LeBeau also sits on the Board of Directors for the Sanford Health Foundation.
A doctor and educator first
In pondering the milestones in his years at Sanford Health and its legacy institution, LeBeau said he’s most proud of the growth of the physicians group and its consistent recruitment.
“I think to recruit to a group that is physician-led and really believes in quality of care, I think to be a part of that, to be part of a team that has bought into Sanford Health culture and experience is what I’m most proud of,” he said.
LeBeau also expresses his passion for the education of medical students, for which he’s won a couple of awards from the University of North Dakota.

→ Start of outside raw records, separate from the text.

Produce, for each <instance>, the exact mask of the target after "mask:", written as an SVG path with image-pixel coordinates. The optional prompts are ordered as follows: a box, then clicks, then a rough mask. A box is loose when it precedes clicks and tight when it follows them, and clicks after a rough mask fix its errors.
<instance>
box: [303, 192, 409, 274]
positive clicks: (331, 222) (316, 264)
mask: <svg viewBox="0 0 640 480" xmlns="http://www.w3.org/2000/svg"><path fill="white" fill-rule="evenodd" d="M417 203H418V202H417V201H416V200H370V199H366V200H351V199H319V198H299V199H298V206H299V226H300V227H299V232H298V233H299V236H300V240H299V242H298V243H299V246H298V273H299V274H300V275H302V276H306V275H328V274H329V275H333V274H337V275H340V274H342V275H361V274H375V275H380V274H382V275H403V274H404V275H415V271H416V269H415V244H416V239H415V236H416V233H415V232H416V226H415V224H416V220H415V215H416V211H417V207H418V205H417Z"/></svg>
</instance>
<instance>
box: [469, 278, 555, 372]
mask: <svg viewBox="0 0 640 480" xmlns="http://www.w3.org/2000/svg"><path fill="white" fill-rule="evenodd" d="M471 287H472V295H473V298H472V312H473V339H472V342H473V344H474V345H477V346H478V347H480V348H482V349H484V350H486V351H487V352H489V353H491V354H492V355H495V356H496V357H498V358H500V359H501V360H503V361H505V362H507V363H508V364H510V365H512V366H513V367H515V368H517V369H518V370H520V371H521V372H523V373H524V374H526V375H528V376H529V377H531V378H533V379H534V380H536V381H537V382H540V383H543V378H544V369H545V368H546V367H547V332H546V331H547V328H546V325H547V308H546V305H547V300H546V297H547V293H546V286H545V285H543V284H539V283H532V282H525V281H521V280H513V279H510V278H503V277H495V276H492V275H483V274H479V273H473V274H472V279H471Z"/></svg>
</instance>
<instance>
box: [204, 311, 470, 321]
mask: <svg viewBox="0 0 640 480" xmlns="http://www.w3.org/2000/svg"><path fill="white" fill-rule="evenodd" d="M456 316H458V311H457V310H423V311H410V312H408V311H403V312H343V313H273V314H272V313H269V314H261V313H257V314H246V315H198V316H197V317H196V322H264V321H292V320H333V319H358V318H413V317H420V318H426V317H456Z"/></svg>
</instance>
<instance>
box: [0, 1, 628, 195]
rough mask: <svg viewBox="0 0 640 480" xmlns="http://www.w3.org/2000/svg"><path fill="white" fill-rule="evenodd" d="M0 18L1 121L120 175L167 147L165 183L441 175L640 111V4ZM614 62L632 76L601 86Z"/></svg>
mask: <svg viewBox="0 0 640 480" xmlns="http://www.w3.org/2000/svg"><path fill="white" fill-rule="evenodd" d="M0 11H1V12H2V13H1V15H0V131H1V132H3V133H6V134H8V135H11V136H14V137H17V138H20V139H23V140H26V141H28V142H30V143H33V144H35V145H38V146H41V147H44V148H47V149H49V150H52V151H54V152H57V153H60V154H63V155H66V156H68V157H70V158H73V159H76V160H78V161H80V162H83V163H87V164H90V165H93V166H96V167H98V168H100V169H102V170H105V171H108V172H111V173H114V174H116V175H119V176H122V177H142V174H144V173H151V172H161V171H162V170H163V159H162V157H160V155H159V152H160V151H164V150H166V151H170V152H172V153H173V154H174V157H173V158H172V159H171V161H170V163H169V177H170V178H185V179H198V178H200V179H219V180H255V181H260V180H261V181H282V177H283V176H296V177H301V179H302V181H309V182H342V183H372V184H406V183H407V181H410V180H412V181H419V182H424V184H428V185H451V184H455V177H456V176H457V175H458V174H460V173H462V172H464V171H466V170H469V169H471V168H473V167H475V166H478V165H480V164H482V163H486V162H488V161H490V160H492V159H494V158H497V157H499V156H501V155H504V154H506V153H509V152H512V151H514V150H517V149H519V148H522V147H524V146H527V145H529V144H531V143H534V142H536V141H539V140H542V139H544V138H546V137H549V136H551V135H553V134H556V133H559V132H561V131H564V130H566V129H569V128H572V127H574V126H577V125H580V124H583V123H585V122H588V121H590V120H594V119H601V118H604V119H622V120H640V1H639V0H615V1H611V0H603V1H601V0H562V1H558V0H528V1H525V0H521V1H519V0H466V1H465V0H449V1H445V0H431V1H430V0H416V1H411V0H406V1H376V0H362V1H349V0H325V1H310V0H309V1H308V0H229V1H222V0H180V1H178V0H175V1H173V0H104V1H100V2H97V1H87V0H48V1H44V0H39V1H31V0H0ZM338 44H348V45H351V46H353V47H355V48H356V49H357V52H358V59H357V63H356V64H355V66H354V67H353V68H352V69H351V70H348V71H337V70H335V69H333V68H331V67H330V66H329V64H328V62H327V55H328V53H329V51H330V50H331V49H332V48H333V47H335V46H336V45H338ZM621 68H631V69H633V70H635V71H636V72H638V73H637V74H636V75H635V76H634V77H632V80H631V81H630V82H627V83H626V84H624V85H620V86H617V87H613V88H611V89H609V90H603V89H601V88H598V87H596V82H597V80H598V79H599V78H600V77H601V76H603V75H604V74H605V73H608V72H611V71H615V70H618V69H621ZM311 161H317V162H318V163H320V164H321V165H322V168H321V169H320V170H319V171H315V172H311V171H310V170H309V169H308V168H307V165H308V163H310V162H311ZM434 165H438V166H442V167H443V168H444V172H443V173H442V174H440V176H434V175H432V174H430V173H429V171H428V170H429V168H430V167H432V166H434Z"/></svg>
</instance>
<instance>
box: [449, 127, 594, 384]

In 2016, LeBeau, a clinical assistant professor of internal medicine at the School of Medicine and Health Sciences at UND, received the prestigious Leonard Tow Humanism in Medicine Faculty Award. Betsy Dickinson, M.D., a member of the class of 2016, helped nominate him for the award.
“Throughout my educational experience with Dr. LeBeau, I got to see firsthand his calming interaction with patients, family members, and hospital staff,” Dr. Dickinson said. “Whether it was discussing a terminal diagnosis with a patient, discussing a new treatment option, or addressing a nurse’s question, Dr. LeBeau did so in a respectful and empathetic manner. His confident yet humbled demeanor was something patients, family members, and staff all respected and confided in.”
Future outlook for Sanford Bismarck
In addition to becoming the tertiary care center of central and western North Dakota, LeBeau looks ahead to achieving other goals as well.
“I think our biggest goal is to change structure around which we talk about growth. One of our biggest things is building patient experience and patient quality, offering services that are second to none. We should use that as our platform of growth — not buildings, not number of miles covered,” he said.
The Bismarck region is also in the midst of a large expansion called Project 2019, which will increase hospital services and expand the types of surgeries and procedures offered. LeBeau will see that through.
Another of LeBeau’s agenda items is putting together a five-, 10-, and 20-year vision of what the Sanford Bismarck region can become.
“We’re lucky for what we have. We’re lucky to work in an environment where we’re well supported,” LeBeau said. “But Sanford Family is really what makes the job worthwhile. It’s being in the trenches, and being able to get work done as a team and for all of us to take pride in what we do together is what makes our jobs meaningful.”